No ano em que ‘Out of Time’ completa 35 anos, álbum que transformou definitivamente o R.E.M. em um fenômeno global, a editora Belas Letras lança no Brasil, no dia 1º de julho, O Nome desta Banda é R.E.M., biografia escrita pelo premiado autor Peter Ames Carlin. A obra revisita a trajetória de uma das bandas mais influentes das últimas décadas e reconstrói como quatro amigos universitários de Athens, na Geórgia, criaram um dos repertórios mais importantes da história do rock alternativo.
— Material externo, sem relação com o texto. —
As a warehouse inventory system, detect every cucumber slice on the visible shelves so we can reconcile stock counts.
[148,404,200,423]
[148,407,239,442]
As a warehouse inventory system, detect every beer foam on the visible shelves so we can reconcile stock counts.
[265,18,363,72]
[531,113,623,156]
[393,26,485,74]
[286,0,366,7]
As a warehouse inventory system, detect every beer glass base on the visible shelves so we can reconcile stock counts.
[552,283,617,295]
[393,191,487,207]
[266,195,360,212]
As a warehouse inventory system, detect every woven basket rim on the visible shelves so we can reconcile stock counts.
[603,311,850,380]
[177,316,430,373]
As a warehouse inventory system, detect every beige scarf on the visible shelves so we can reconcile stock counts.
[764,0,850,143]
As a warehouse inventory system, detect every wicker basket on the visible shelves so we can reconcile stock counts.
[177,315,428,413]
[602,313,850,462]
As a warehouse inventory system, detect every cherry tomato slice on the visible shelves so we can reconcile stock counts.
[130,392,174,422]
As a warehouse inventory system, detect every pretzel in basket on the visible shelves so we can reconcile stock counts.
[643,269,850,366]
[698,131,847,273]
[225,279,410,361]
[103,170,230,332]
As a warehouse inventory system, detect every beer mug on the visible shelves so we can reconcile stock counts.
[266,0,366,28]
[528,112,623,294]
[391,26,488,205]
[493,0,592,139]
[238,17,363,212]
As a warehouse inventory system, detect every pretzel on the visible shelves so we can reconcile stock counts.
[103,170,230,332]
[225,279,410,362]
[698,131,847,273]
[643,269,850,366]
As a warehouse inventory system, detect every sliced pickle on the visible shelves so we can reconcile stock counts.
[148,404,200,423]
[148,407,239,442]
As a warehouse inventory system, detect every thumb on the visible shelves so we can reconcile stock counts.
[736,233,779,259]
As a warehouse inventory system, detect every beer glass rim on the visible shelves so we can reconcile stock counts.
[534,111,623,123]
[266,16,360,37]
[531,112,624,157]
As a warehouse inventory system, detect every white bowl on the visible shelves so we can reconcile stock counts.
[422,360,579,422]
Com acesso a bastidores, entrevistas e décadas de história cultural, Carlin acompanha o caminho percorrido por Michael Stipe, Peter Buck, Mike Mills e Bill Berry desde os primeiros ensaios em festas universitárias até o topo das paradas mundiais.
Um dos episódios recuperados pelo livro mostra justamente o nascimento do nome R.E.M. Diante da necessidade prática de imprimir cartazes para um show, os integrantes começaram uma série de sugestões improvisadas e provocativas até que Michael Stipe abriu um dicionário aleatoriamente e encontrou as letras R.E.M. — abreviação de rapid eye movement, fase do sono associada aos sonhos. Mais tarde, Stipe insistiria que não escolheu o nome pelo significado, mas por ter gostado especialmente dos pontos que abreviavam a palavra e pela sensação de abertura que ele transmitia: um nome que poderia significar tudo ou nada ao mesmo tempo.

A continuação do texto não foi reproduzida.